On non-left recursive rules it marks the rule as having an error and goes from there.
What I'll likely end up doing is keeping track of how far into the stream a particular parse gets and the error collection will be enumerated if the EOF marker hasn't been hit. Then, based on how far the 'bad' rule got, isolate what was valid at that point, and provide a logical error for the results.
I might have to do occasional polling of the error stream as the parse continues and eliminate the false positives.
Once error handling is in place, my next step is to isolate how to detect recursively infinite systems, or more accurately how to reduce them into something that can complete. Certain normal languages, like C#, don't complete, they just spin around the same sets of rules indefinitely.
This is largely due to the rules that share common token patterns that are recursively enumerable in a way where they replicate the same pattern and just get longer, and longer in their depth. An example is relational comparison expressions and generic types. Both use Identifier, Less Than, Identifier, ad nauseum and this results in something that 'does not complete'. The web of rule identities and the logical path to how it got to each is a spectacular mess, trying to put some logic in place that isolates these cases will be a challenge.
Once these are figured out, the likely solution will be to 'parse one, then try the other' Since logically one will complete with success and the other will likely not. The fun part is it can sometimes lead to two valid paths, and the 'longest' winner takes home the prize.
After all this is said and done, I should have enough in place to 'boot strap' the real OILexer, an amalgamation between C#-esque syntax with OILexer's syntax mixed in.
Pattern matching is in itself an integral part of a large number of domains, and simplifying the means to which it can be used is one of my goals.

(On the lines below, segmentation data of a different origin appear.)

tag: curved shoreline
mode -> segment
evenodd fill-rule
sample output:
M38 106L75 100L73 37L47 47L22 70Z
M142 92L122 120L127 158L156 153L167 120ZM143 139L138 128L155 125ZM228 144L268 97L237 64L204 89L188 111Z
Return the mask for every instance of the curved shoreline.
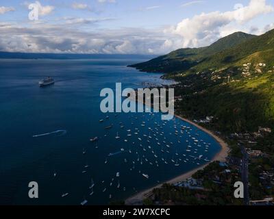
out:
M168 183L168 184L175 184L177 183L179 183L180 181L183 181L190 177L192 177L193 174L195 174L196 172L203 169L206 166L207 166L208 164L210 164L212 162L215 161L219 161L219 162L225 162L225 159L227 157L228 152L229 152L229 148L227 146L227 144L223 141L221 138L219 136L216 136L212 131L209 131L206 129L206 128L195 123L194 122L188 120L186 118L182 118L180 116L175 115L176 118L178 118L186 123L188 123L198 129L202 130L203 131L206 132L206 133L209 134L210 136L212 136L221 146L221 151L215 155L214 157L212 160L212 162L208 162L208 164L200 166L197 168L195 168L194 170L192 170L190 171L188 171L182 175L179 175L177 177L175 177L169 181L167 181L165 183L158 184L154 187L152 187L148 190L144 190L142 192L140 192L138 193L137 194L135 194L125 200L125 205L142 205L142 200L147 197L148 197L148 195L149 195L152 190L155 188L161 188L164 184Z

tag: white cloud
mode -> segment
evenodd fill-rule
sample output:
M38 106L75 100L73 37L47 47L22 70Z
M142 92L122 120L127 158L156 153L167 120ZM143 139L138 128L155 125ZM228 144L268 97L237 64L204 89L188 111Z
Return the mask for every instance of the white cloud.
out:
M116 3L116 0L97 0L99 3Z
M45 5L45 6L42 5L42 4L38 1L36 1L34 3L38 5L39 16L45 16L45 15L49 14L55 9L55 8L52 5ZM31 4L31 3L28 3L28 2L25 2L23 3L23 5L25 5L27 8L29 7L29 4Z
M9 12L15 11L15 9L12 7L0 7L0 14L3 14Z
M273 8L265 0L251 0L246 7L225 12L201 13L186 18L171 29L172 33L182 37L182 47L208 45L220 37L222 28L236 23L244 24L258 15L272 12Z
M246 7L202 13L184 19L174 27L151 29L93 28L99 22L112 20L109 18L65 17L55 20L54 25L47 21L32 22L29 25L0 22L0 51L163 54L182 47L207 46L237 31L263 34L274 28L274 24L258 28L250 27L247 22L273 10L264 0L251 0Z
M146 10L153 10L153 9L159 8L161 8L161 7L162 7L162 5L155 5L155 6L147 7L145 9Z
M205 2L205 1L189 1L189 2L185 3L184 4L181 5L181 7L184 8L184 7L190 6L190 5L195 5L195 4L198 4L198 3L203 3L203 2Z
M73 3L72 4L72 8L74 9L79 9L79 10L88 10L89 9L89 6L87 4L85 3Z
M79 25L79 24L92 24L102 21L113 21L114 18L73 18L73 17L65 17L63 18L66 24L70 25Z

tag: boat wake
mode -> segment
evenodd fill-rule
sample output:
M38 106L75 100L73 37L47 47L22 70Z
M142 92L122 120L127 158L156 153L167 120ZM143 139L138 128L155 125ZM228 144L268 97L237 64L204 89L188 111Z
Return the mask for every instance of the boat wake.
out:
M108 157L113 157L113 156L117 155L119 155L120 153L123 153L123 151L118 151L116 153L110 153L108 155Z
M60 136L63 136L66 134L66 130L57 130L55 131L45 133L43 134L35 135L33 136L32 138L38 138L38 137L48 136L52 135L55 135L55 136L60 137Z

To that end, I'll need to do a lot of 'preprocessing' work with OILexer's data once that phase is hit, as it's extremely slow at doing its thing. This is largely due to the complex set analysis work it does, but once I have the Metadata Library writer, I could essentially write the tables that represent the OILexer code and pack that into the resulting assembly if it's as new or newer than the source files that make up that portion of the assembly. There'll need to be patch-up work, but it'll effectively be .obj files that C++-style compilers use.